Les nanomédicaments offrent un second niveau de ciblage aussi bien utilisé en local que par voie générale. en greffant une molécule de reconnaissance appelée ligand, les nanomédicaments identifient la cellule cancéreuse au cœur de la tumeur, et délivrent le medicament transporté sur elle, sans toucher d’autres cellules qui doivent être conservées.
Le système lymphatique n’élimine-t-il pas les nanomédicaments ?
Dans les tumeurs, le système lymphatique est quasiment absent. Donc les nanomédicaments qui diffusent dans la tumeur, ne sont pas éliminés par drainage lymphatique et continuent à s’accumuler et à déverser leur contenu médicamenteux dans le tissue tumoral.

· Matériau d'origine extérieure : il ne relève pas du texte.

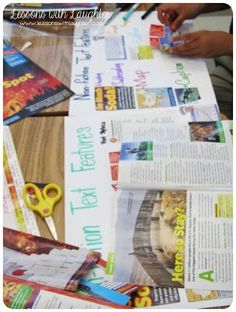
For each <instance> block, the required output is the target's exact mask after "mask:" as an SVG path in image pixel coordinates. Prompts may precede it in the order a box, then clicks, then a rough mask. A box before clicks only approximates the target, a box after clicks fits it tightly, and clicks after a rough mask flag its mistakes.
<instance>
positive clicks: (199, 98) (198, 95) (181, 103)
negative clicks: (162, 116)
mask: <svg viewBox="0 0 236 312" xmlns="http://www.w3.org/2000/svg"><path fill="white" fill-rule="evenodd" d="M175 94H176V98H177V101H178V104H179V105H184V104H188V103H193V102H196V101H198V100H200V99H201V97H200V94H199V91H198V88H180V89H175Z"/></svg>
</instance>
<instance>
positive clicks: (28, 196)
mask: <svg viewBox="0 0 236 312" xmlns="http://www.w3.org/2000/svg"><path fill="white" fill-rule="evenodd" d="M32 192H33V196H30V195H29V194H32ZM49 193H50V194H51V193H53V195H49ZM22 195H23V199H24V201H25V204H26V206H27V207H28V208H29V209H32V210H33V211H36V212H38V213H39V214H40V216H41V217H42V218H44V219H45V221H46V223H47V226H48V228H49V230H50V232H51V234H52V236H53V238H54V239H55V240H57V231H56V227H55V224H54V221H53V218H52V215H53V210H54V206H55V204H56V203H57V202H58V201H59V200H60V199H61V197H62V191H61V188H60V186H59V185H57V184H55V183H49V184H47V185H45V187H44V188H43V190H42V191H41V190H40V189H39V188H38V186H37V185H35V184H33V183H26V184H25V185H24V187H23V193H22Z"/></svg>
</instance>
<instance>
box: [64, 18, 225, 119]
mask: <svg viewBox="0 0 236 312" xmlns="http://www.w3.org/2000/svg"><path fill="white" fill-rule="evenodd" d="M140 17H141V12H135V13H134V14H133V16H132V21H131V22H129V23H125V22H124V21H123V19H122V17H121V16H120V15H118V16H117V18H116V19H115V20H114V21H112V23H111V24H109V25H108V26H106V27H101V26H99V25H89V26H85V25H80V24H77V25H76V26H75V30H74V40H73V58H72V72H71V89H72V90H73V91H74V92H75V95H74V96H73V97H72V98H71V99H70V111H69V115H70V116H81V114H82V115H84V114H93V115H97V116H105V115H107V114H110V113H111V111H112V113H113V115H114V114H115V115H124V114H129V113H130V112H134V111H141V112H144V111H148V112H153V111H155V110H166V109H167V110H170V109H173V110H177V109H178V108H181V109H183V110H185V109H189V107H192V106H199V107H202V110H203V111H204V115H206V116H207V115H208V113H210V114H211V113H212V114H214V115H215V116H216V117H215V118H217V119H218V117H217V116H219V110H218V105H217V102H216V98H215V94H214V91H213V88H212V85H211V81H210V78H209V74H208V71H207V68H206V65H205V63H204V61H203V60H200V59H186V58H180V57H177V56H174V55H169V54H167V53H161V52H160V51H159V50H158V49H155V48H152V47H151V45H150V39H149V37H150V33H149V31H150V26H151V24H158V23H159V21H158V19H157V16H155V15H152V16H150V17H149V18H148V19H147V20H143V21H142V23H140ZM187 25H188V24H187ZM191 25H192V24H190V25H189V27H187V26H186V28H190V27H191ZM97 51H99V54H98V53H97ZM206 104H208V105H210V106H211V107H210V111H207V110H206V108H205V105H206Z"/></svg>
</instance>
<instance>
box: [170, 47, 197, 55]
mask: <svg viewBox="0 0 236 312" xmlns="http://www.w3.org/2000/svg"><path fill="white" fill-rule="evenodd" d="M171 50H172V49H171ZM170 53H171V54H173V55H178V56H192V57H200V56H201V50H200V49H199V48H198V47H194V48H192V49H189V50H183V51H178V52H173V50H172V52H171V51H170Z"/></svg>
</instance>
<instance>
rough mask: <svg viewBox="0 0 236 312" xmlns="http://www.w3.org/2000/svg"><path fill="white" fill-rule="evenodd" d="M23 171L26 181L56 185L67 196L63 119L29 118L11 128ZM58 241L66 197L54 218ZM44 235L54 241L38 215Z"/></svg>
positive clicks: (62, 239) (60, 237) (25, 119)
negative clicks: (38, 182)
mask: <svg viewBox="0 0 236 312" xmlns="http://www.w3.org/2000/svg"><path fill="white" fill-rule="evenodd" d="M10 129H11V133H12V136H13V140H14V143H15V148H16V152H17V156H18V159H19V163H20V166H21V170H22V173H23V176H24V179H25V181H27V182H42V183H49V182H56V183H58V184H59V185H60V187H61V188H62V192H63V194H64V118H63V117H61V116H54V117H49V116H47V117H30V118H25V119H23V120H21V121H20V122H17V123H15V124H12V125H11V126H10ZM53 219H54V222H55V226H56V229H57V233H58V239H59V241H64V196H63V197H62V199H61V200H60V202H58V203H57V205H56V208H55V212H54V215H53ZM37 221H38V225H39V228H40V232H41V235H42V236H44V237H48V238H51V234H50V232H49V231H48V228H47V226H46V223H45V221H44V220H42V219H41V218H40V217H38V216H37Z"/></svg>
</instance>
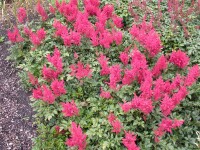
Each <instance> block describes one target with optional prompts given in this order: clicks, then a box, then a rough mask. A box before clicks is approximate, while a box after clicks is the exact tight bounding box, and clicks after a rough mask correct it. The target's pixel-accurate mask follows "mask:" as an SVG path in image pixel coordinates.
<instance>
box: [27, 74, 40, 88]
mask: <svg viewBox="0 0 200 150" xmlns="http://www.w3.org/2000/svg"><path fill="white" fill-rule="evenodd" d="M28 77H29V82H30V83H31V84H32V85H35V86H37V85H38V79H37V78H36V77H35V76H34V75H33V74H31V73H30V72H28Z"/></svg>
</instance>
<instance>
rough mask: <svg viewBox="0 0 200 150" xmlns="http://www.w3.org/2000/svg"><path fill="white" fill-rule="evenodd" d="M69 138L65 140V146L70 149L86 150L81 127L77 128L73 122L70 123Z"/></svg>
mask: <svg viewBox="0 0 200 150" xmlns="http://www.w3.org/2000/svg"><path fill="white" fill-rule="evenodd" d="M70 132H71V138H69V139H67V140H66V143H65V144H66V145H68V146H70V147H74V146H77V147H78V149H79V150H84V149H85V148H86V144H87V143H86V137H87V135H85V134H84V133H83V132H82V130H81V127H80V126H78V125H77V124H76V123H75V122H72V124H71V128H70Z"/></svg>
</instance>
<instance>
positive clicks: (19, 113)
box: [0, 23, 35, 150]
mask: <svg viewBox="0 0 200 150" xmlns="http://www.w3.org/2000/svg"><path fill="white" fill-rule="evenodd" d="M1 36H6V28H5V27H4V26H3V25H2V24H1V23H0V37H1ZM6 41H7V39H6V40H5V41H4V42H2V43H0V150H30V149H31V145H32V142H31V138H32V137H34V135H35V127H34V126H33V118H32V115H33V111H32V109H31V106H30V105H29V96H30V93H28V92H25V91H24V90H23V89H22V87H21V85H20V80H19V77H18V76H17V72H18V71H17V70H16V69H15V68H14V66H13V63H12V62H10V61H7V60H6V57H7V56H8V55H9V52H8V48H9V45H7V44H6Z"/></svg>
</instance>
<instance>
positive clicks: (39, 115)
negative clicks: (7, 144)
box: [8, 0, 200, 150]
mask: <svg viewBox="0 0 200 150" xmlns="http://www.w3.org/2000/svg"><path fill="white" fill-rule="evenodd" d="M36 9H37V12H38V14H39V15H40V16H41V21H39V22H36V23H35V24H33V23H32V24H28V26H27V25H24V24H23V23H24V22H25V20H26V10H25V9H24V8H20V9H19V11H18V21H19V22H20V23H21V24H20V25H19V26H18V28H17V27H15V28H14V30H12V31H8V37H9V39H10V41H11V42H12V43H13V44H14V46H13V47H12V53H13V56H14V57H13V59H14V60H15V61H16V62H17V63H18V67H19V68H21V69H22V70H23V71H24V72H26V73H25V74H24V76H23V77H24V78H25V83H26V85H27V87H28V88H31V89H32V92H33V94H32V101H33V103H32V105H33V108H34V109H35V111H36V116H35V117H36V121H37V126H38V133H39V135H38V138H36V139H35V141H34V143H35V146H34V147H35V149H53V148H54V147H57V149H66V147H68V148H69V147H70V148H71V147H76V148H78V149H80V150H81V149H125V148H127V149H129V150H137V149H152V148H161V149H162V147H163V145H165V144H168V143H167V142H168V141H169V140H165V138H166V139H169V137H167V136H170V137H172V138H173V133H172V131H173V132H176V130H178V129H177V128H181V126H182V125H183V126H184V118H182V116H181V115H180V114H178V113H176V112H178V111H177V109H179V105H180V103H182V101H183V100H184V99H185V98H186V96H187V95H188V93H189V89H190V87H191V86H192V85H193V84H194V83H195V82H196V80H197V79H198V78H199V75H200V69H199V66H198V65H194V66H189V61H190V59H189V57H188V56H187V54H186V53H185V52H183V51H182V50H180V49H179V50H173V51H172V53H170V54H169V53H168V54H163V52H162V49H163V45H162V42H161V39H160V37H161V36H162V35H160V34H158V32H157V31H156V30H155V28H154V26H153V24H152V21H147V19H146V18H145V17H144V19H143V21H142V22H140V23H138V24H133V25H132V27H131V28H130V29H128V30H125V29H124V28H123V22H122V20H123V19H122V18H120V17H119V16H118V15H117V14H116V13H115V11H114V7H113V5H111V4H106V5H104V6H102V5H100V2H99V1H98V0H95V1H92V0H88V1H84V3H78V2H77V1H76V0H71V1H70V2H69V3H66V2H62V3H60V2H58V1H56V3H55V6H54V5H50V8H49V11H46V10H45V9H44V7H43V6H42V5H41V4H40V3H38V4H37V6H36ZM48 13H50V14H51V16H53V17H49V16H48ZM27 81H29V83H27ZM168 133H171V134H168ZM179 133H180V132H177V133H176V135H179ZM169 147H170V146H169Z"/></svg>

Existe-t-il des nanomédicaments disponibles ?
Oui, par exemple les liposomes de doxorubicine qui traitent le cancer du sein métastasé. Ce médicament fonctionne seulement par diffusion à travers les pores d'un néo-vaisseau. Le deuxième mécanisme de ciblage avec ligand n’est pas encore commercialisé.
Quel sera le premier type de nanomédicament élaboré au CHU d’Angers ?

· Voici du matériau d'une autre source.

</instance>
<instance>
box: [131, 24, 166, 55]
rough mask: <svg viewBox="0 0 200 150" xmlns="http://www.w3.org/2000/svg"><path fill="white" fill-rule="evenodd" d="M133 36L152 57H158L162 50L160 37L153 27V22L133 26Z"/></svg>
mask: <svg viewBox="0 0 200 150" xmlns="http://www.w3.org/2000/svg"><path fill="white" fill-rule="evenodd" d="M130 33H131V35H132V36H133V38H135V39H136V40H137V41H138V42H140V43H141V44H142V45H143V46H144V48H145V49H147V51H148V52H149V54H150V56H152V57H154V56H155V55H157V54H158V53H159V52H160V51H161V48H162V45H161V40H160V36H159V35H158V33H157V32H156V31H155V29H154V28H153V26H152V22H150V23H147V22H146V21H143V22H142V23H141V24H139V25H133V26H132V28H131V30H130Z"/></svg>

Ils concerneront les domaines de la cancérologie et de l’infectiologie.
Nous travaillons en ce moment sur une molécule anticancéreuse déjà sur le marché : la paclitaxel. Nous souhaitons la transporter dans une nanocapsule, pour soigner le cancer du poumons.
Quand nous aurons fini les tests sur les animaux, la société de biotechnologie Carlina Technologies, spin-off de mon équipe, développera ce nanomédicament et fera produire des lots cliniques qui seront testés chez les patients, dans le cadre des premiers essais cliniques. Si les essais sont concluants, une firme pharmaceutique partenaire finalisera le développement du nanomédicament et le commercialisera en son nom.
Ces traitements pourront-ils suffire à soigner les cancers ?
Non, il s’agit d’une nouvelle forme de chimiothérapie plus efficace et présentant moins d’effets secondaires. En revanche, elle devra être accompagnée d’autres stratégies de traitement, telle que la chirurgie et/ou la vaccination anti-tumorale par exemple.